Sounds like a pain in the ass. I've used a couple of VPN providers and they've all not only had config files readily available, but also had guides for setting up the tunnels outside of their apps should someone be interested but not know how beforehand.

It was a massive pain. The provider I had come from before I used them had provided the zip files, so I just assumed that pretty much any VPN provider would.

This one did ostensibly support using openvpn/wireguard directly for the router usecase, but support's script seemed to ignore the possibility that someone was actually using that.

But the more I dug into this one the more I realized it was web 3.0 hipster garbage for normies (was very cheap though, like under $50 a year, and the speeds were decent).

And then they hiked the annual price up by $20 since last year, so it was definitely time to switch.

So far my current provider seems much better in basically every respect. Not messed with port forwarding too much on this one yet, though.

Oh yeah there was another hilarious™ thing that my previous provider did for the first three weeks after I'd purchased it where they'd drop any connection that went longer than 90 seconds (they were dropping keep-alives).
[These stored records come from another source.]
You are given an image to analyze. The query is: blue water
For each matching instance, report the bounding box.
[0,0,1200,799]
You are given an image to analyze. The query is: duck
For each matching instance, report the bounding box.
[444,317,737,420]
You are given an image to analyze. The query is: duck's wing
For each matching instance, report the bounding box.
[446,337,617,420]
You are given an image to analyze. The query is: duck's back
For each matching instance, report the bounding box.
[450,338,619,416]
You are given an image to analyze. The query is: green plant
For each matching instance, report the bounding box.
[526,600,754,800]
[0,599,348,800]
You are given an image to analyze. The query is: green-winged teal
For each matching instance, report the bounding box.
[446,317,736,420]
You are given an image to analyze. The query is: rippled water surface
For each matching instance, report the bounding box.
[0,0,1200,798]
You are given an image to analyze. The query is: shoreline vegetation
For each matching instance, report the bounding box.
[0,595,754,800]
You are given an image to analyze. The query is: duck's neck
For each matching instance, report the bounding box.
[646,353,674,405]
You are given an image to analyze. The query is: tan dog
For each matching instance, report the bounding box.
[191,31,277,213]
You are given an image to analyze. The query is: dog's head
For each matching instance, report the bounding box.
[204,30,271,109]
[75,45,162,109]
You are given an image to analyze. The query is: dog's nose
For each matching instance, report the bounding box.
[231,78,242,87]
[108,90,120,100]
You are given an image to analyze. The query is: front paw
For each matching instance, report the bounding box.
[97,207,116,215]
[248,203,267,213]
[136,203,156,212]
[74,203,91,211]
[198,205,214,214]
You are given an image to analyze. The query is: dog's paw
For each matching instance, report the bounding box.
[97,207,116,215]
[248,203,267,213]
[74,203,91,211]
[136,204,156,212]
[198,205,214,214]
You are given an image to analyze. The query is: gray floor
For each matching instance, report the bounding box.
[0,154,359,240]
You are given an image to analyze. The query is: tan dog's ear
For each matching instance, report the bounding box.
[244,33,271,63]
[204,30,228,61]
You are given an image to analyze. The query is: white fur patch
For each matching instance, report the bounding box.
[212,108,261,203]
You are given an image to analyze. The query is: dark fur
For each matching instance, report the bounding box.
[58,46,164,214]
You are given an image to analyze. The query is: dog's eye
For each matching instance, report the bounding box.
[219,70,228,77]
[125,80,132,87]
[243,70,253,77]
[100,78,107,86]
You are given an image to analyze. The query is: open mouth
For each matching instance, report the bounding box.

I complained on day two and it took them three weeks for someone to actually answer my questions and tell me what was going wrong.
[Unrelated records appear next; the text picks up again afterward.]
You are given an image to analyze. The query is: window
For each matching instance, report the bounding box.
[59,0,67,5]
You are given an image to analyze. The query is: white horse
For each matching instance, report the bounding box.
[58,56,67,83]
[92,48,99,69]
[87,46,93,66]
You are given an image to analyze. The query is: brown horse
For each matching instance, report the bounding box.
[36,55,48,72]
I'd previously been given the run-around and being told "try to do (X) in our App™ that you don't use/send us this log file that our App™ creates"
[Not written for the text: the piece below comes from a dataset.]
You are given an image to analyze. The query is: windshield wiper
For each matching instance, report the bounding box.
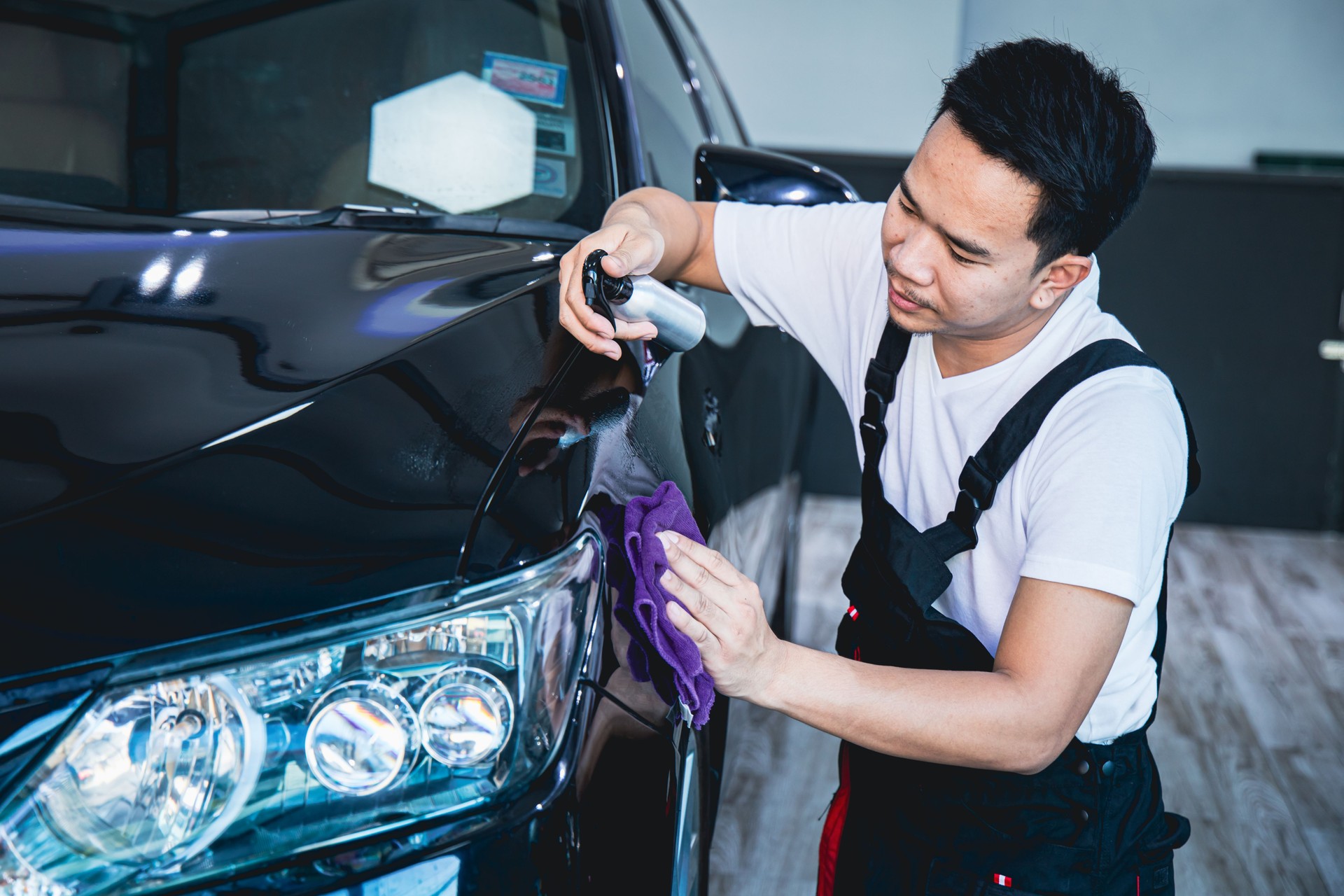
[0,193,102,211]
[181,203,587,241]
If someone calls their program an "App," I instantly know I don't want to use it and that it probably uses Electron.

No, motherfucker, I'm using OpenVPN (or wireguard; they both did it) on the command line (something that they ostensibly supported, since it's basically the only way to run it on a router); here's the logs, here's the invocation, here's the config file with sensitive info scrubbed. Here's a wireshark log of what happens.

I was met with radio silence until I started making a ton of noise about it on Social Media™. The whole experience stank of silicon valley startups and customers in Palo Alto coffee shops with their heads so far up their asses that they could drink their own stomach acid.

They said they'd do an "investigation" into how it had stayed broken for over two months (other people had talked about it online for a month or so in various places before I started complaining; it turned out it had to do with a cryptically named option that basically didn't do what it said it did but was checked by default and was called "enable streaming" or something like that), but of course I never heard anything else come of it. Serves me right for not doing research beyond making sure they supported port forwarding. The price was good, the speed was okay, but I am happy to pay more to avoid that cancer again. Their official stance on providing an archive of all config files was that "no one should need to have that." Because they know better than you do.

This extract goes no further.